Cauda equina syndrome secondary to lumbar disc herniation: a meta-analysis of surgical outcomes

STUDY DESIGN: A meta-analysis of surgical outcomes of cauda equina syndrome secondary to lumbar disc herniation. OBJECTIVES: To determine the relationship between time to decompression after onset of cauda equina syndrome and clinical outcome, and to identify preoperative variables that were associated with outcomes. SUMMARY OF BACKGROUND DATA: The timing of surgical decompression for cauda equina syndrome is controversial. Although most surgeons recommend emergent decompression, results in certain studies show that delayed surgery may provide a satisfactory outcome. METHODS: A meta-analysis was performed to determine the correlation between timing of decompression and clinical outcome. One hundred four citations were reviewed, and 42 met the inclusion criteria. Preoperative and postoperative data were recorded. Length of time to surgery was broken down into five groups: less than 24 hours, 24-48 hours, 2-10 days, 11 days to 1 month, and more than 1 month.
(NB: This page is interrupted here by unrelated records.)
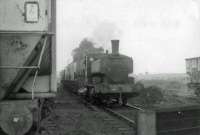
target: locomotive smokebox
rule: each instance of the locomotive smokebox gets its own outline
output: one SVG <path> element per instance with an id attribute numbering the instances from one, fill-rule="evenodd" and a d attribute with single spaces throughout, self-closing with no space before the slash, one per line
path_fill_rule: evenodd
<path id="1" fill-rule="evenodd" d="M 119 54 L 119 40 L 111 40 L 112 54 Z"/>

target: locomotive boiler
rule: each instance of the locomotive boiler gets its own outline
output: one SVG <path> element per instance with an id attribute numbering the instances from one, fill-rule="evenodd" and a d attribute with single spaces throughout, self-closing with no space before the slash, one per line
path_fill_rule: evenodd
<path id="1" fill-rule="evenodd" d="M 0 134 L 39 128 L 56 94 L 56 1 L 0 1 Z"/>
<path id="2" fill-rule="evenodd" d="M 119 40 L 112 40 L 112 53 L 87 54 L 66 68 L 66 80 L 78 83 L 76 92 L 90 101 L 126 104 L 127 99 L 137 95 L 131 57 L 119 53 Z"/>

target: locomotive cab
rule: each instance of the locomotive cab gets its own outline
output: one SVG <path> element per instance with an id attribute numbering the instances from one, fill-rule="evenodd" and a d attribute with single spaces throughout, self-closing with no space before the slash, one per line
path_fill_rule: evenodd
<path id="1" fill-rule="evenodd" d="M 127 103 L 127 99 L 136 96 L 134 82 L 129 74 L 133 72 L 131 57 L 119 54 L 119 40 L 112 40 L 112 53 L 104 54 L 90 62 L 88 74 L 90 84 L 94 86 L 95 96 L 101 101 L 115 100 Z"/>

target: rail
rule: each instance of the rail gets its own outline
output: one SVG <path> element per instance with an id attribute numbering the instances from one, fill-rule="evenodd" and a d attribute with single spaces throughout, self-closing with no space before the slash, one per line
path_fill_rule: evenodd
<path id="1" fill-rule="evenodd" d="M 114 110 L 112 110 L 112 109 L 110 109 L 110 108 L 104 107 L 103 109 L 104 109 L 105 111 L 111 113 L 112 115 L 118 117 L 119 119 L 124 120 L 124 121 L 127 122 L 130 126 L 133 126 L 133 127 L 134 127 L 134 126 L 136 126 L 136 124 L 137 124 L 135 121 L 129 119 L 128 117 L 126 117 L 126 116 L 124 116 L 124 115 L 122 115 L 122 114 L 120 114 L 120 113 L 118 113 L 118 112 L 116 112 L 116 111 L 114 111 Z"/>

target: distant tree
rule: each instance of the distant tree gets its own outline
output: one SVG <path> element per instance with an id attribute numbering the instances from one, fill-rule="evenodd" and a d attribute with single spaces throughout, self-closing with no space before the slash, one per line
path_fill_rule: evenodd
<path id="1" fill-rule="evenodd" d="M 85 55 L 91 53 L 103 53 L 104 49 L 102 47 L 94 47 L 94 43 L 87 38 L 84 38 L 78 48 L 72 50 L 73 61 L 82 59 Z"/>

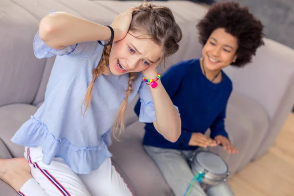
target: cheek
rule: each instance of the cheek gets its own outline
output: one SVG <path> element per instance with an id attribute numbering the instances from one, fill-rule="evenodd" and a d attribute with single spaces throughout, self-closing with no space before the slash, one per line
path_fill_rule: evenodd
<path id="1" fill-rule="evenodd" d="M 148 67 L 149 67 L 148 66 L 145 66 L 143 64 L 143 63 L 139 63 L 139 64 L 137 65 L 137 66 L 136 67 L 135 72 L 143 72 L 143 71 L 145 70 Z"/>
<path id="2" fill-rule="evenodd" d="M 234 55 L 224 51 L 222 55 L 222 59 L 224 62 L 230 64 L 234 59 Z"/>

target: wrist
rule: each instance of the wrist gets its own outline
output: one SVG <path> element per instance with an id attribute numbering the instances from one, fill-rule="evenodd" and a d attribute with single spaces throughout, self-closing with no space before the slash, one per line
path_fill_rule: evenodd
<path id="1" fill-rule="evenodd" d="M 157 74 L 156 70 L 154 70 L 143 72 L 143 76 L 145 77 L 147 79 L 155 79 L 155 78 L 157 77 Z"/>
<path id="2" fill-rule="evenodd" d="M 117 41 L 120 41 L 121 40 L 120 35 L 120 30 L 116 27 L 112 27 L 112 28 L 113 29 L 113 31 L 114 31 L 114 39 L 113 39 L 113 42 L 116 42 Z"/>

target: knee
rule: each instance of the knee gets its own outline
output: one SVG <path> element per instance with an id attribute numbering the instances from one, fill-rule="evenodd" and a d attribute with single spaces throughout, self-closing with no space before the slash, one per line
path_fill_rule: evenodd
<path id="1" fill-rule="evenodd" d="M 210 187 L 206 194 L 207 196 L 234 196 L 230 186 L 225 182 Z"/>

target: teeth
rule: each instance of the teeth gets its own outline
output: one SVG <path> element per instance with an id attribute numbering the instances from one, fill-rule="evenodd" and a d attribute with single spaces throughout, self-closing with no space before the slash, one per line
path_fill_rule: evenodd
<path id="1" fill-rule="evenodd" d="M 211 61 L 213 62 L 216 63 L 217 62 L 218 62 L 218 61 L 217 61 L 216 60 L 215 60 L 215 59 L 214 59 L 213 58 L 210 58 L 209 57 L 208 58 L 209 58 L 209 59 L 210 59 L 210 60 Z"/>
<path id="2" fill-rule="evenodd" d="M 118 61 L 118 66 L 119 66 L 119 68 L 120 68 L 120 69 L 122 70 L 123 70 L 123 71 L 126 70 L 126 69 L 125 69 L 123 66 L 122 66 L 119 63 L 119 61 Z"/>

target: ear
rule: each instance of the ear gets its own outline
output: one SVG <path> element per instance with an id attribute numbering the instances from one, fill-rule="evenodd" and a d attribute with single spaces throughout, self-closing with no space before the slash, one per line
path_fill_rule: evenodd
<path id="1" fill-rule="evenodd" d="M 237 56 L 237 54 L 235 54 L 235 56 L 234 56 L 234 58 L 233 58 L 233 63 L 235 63 L 236 62 L 236 60 L 237 60 L 237 58 L 238 57 Z"/>

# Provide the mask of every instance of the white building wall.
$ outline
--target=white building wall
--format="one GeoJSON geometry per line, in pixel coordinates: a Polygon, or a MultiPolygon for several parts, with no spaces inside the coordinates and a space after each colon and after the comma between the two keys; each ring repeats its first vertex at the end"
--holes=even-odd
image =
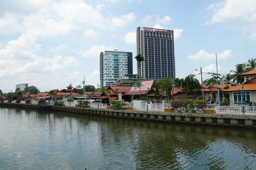
{"type": "Polygon", "coordinates": [[[128,74],[127,52],[104,51],[102,64],[104,86],[116,85],[116,81],[128,74]]]}

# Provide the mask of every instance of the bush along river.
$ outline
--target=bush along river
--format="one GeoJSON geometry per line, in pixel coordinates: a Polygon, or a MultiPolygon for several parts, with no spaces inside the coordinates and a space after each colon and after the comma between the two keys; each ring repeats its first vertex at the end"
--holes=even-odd
{"type": "Polygon", "coordinates": [[[256,130],[0,108],[0,170],[255,170],[256,130]]]}

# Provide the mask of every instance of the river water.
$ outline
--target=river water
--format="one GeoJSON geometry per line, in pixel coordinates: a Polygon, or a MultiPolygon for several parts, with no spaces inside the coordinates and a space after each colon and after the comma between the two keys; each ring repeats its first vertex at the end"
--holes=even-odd
{"type": "Polygon", "coordinates": [[[0,108],[0,170],[256,170],[256,130],[0,108]]]}

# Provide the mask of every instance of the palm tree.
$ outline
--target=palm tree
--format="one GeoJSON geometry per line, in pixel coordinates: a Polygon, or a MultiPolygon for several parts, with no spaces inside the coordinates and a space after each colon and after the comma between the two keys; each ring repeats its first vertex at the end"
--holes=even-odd
{"type": "Polygon", "coordinates": [[[55,93],[55,91],[53,90],[49,91],[48,93],[48,94],[51,96],[51,99],[52,100],[52,96],[55,96],[57,95],[57,93],[55,93]]]}
{"type": "Polygon", "coordinates": [[[140,67],[141,65],[141,62],[145,61],[145,60],[142,54],[137,55],[135,57],[136,61],[137,61],[137,73],[138,74],[138,78],[140,79],[140,67]]]}
{"type": "Polygon", "coordinates": [[[222,79],[225,81],[225,84],[227,84],[228,85],[232,84],[232,80],[233,78],[230,73],[229,73],[228,74],[227,73],[227,76],[222,76],[222,79]]]}
{"type": "Polygon", "coordinates": [[[248,62],[250,63],[250,68],[248,71],[253,70],[256,66],[256,59],[252,57],[251,60],[249,59],[248,62]]]}
{"type": "Polygon", "coordinates": [[[240,75],[244,73],[247,71],[245,66],[242,64],[238,64],[236,65],[236,70],[231,70],[230,73],[234,74],[231,75],[233,78],[233,82],[236,82],[236,84],[240,84],[244,82],[244,77],[240,75]]]}

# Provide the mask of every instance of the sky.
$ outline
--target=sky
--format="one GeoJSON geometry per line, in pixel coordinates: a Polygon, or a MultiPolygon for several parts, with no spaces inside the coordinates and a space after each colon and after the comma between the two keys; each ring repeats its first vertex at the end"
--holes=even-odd
{"type": "MultiPolygon", "coordinates": [[[[256,57],[255,0],[0,0],[0,89],[99,84],[99,53],[136,55],[138,26],[174,31],[176,77],[256,57]]],[[[137,74],[134,59],[134,74],[137,74]]],[[[204,74],[203,79],[209,76],[204,74]]],[[[200,75],[198,78],[201,79],[200,75]]]]}

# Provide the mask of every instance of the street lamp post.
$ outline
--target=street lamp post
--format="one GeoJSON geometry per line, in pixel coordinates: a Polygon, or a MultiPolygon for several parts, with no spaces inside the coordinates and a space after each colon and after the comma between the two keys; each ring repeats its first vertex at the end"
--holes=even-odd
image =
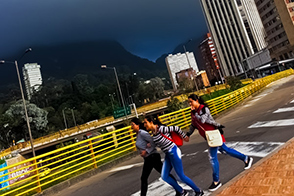
{"type": "Polygon", "coordinates": [[[116,73],[115,67],[107,67],[106,65],[101,65],[101,69],[113,69],[114,70],[114,74],[115,74],[115,78],[116,78],[116,82],[117,82],[117,86],[118,86],[118,90],[119,90],[121,102],[122,102],[123,107],[124,107],[126,118],[128,119],[127,110],[126,110],[124,98],[123,98],[123,95],[122,95],[122,92],[121,92],[121,88],[120,88],[120,85],[119,85],[119,80],[118,80],[118,77],[117,77],[117,73],[116,73]]]}
{"type": "Polygon", "coordinates": [[[65,129],[67,129],[67,123],[66,123],[66,119],[65,119],[65,114],[64,114],[64,110],[66,108],[62,109],[62,115],[63,115],[63,120],[64,120],[64,126],[65,126],[65,129]]]}
{"type": "MultiPolygon", "coordinates": [[[[186,44],[188,44],[190,41],[191,41],[191,40],[189,40],[186,44]]],[[[184,52],[185,52],[185,55],[186,55],[186,58],[187,58],[187,61],[188,61],[189,67],[190,67],[190,69],[193,70],[193,68],[192,68],[192,66],[191,66],[191,63],[190,63],[190,60],[189,60],[189,57],[188,57],[188,55],[187,55],[187,50],[186,50],[186,46],[185,46],[185,44],[183,44],[183,48],[184,48],[184,52]]],[[[195,70],[195,71],[196,71],[196,70],[195,70]]],[[[194,82],[194,85],[195,85],[195,87],[196,87],[196,89],[197,89],[197,91],[198,91],[199,89],[198,89],[198,85],[197,85],[196,78],[194,78],[194,72],[192,72],[192,75],[193,75],[193,82],[194,82]]],[[[197,76],[197,75],[196,75],[196,76],[197,76]]]]}
{"type": "MultiPolygon", "coordinates": [[[[28,48],[24,54],[19,58],[18,61],[20,61],[20,59],[28,52],[32,51],[31,48],[28,48]]],[[[30,136],[30,142],[31,142],[31,148],[32,148],[32,152],[33,152],[33,156],[35,157],[35,149],[34,149],[34,144],[33,144],[33,137],[32,137],[32,132],[31,132],[31,126],[30,126],[30,121],[29,121],[29,116],[28,116],[28,111],[27,111],[27,106],[26,106],[26,101],[24,98],[24,93],[23,93],[23,88],[22,88],[22,83],[21,83],[21,79],[20,79],[20,74],[19,74],[19,70],[18,70],[18,63],[17,60],[15,60],[14,62],[9,62],[9,61],[4,61],[1,60],[0,61],[1,64],[4,63],[10,63],[10,64],[14,64],[15,68],[16,68],[16,73],[17,73],[17,77],[18,77],[18,83],[19,83],[19,88],[20,88],[20,92],[21,92],[21,98],[22,98],[22,102],[23,102],[23,107],[24,107],[24,111],[25,111],[25,117],[26,117],[26,121],[27,121],[27,127],[28,127],[28,131],[29,131],[29,136],[30,136]]]]}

Logistic regression was used to determine the association between preoperative variables and postoperative outcomes. RESULTS: Outcomes were analyzed in 322 patients. Preoperative chronic back pain was associated with poorer outcomes in urinary and rectal function, and preoperative rectal dysfunction was associated with worsened outcome in urinary continence. In addition, increasing age was associated with poorer postoperative sexual function. No significant improvement in surgical outcome was identified with intervention less than 24 hours from the onset of cauda equina syndrome compared with patients treated within 24-48 hours. Similarly, no difference in outcome occurred in patients treated more than 48 hours after the onset of symptoms. Significant differences, however, were found in resolution of sensory and motor deficits as well as urinary and rectal function in patients treated within 48 hours compared with those treated more than 48 hours after onset of symptoms. CONCLUSIONS: There was a significant advantage to treating patients within 48 hours versus more than 48 hours after the onset of cauda equina syndrome. A significant improvement in sensory and motor deficits as well as urinary and rectal function occurred in patients who underwent decompression within 48 hours versus after 48 hours.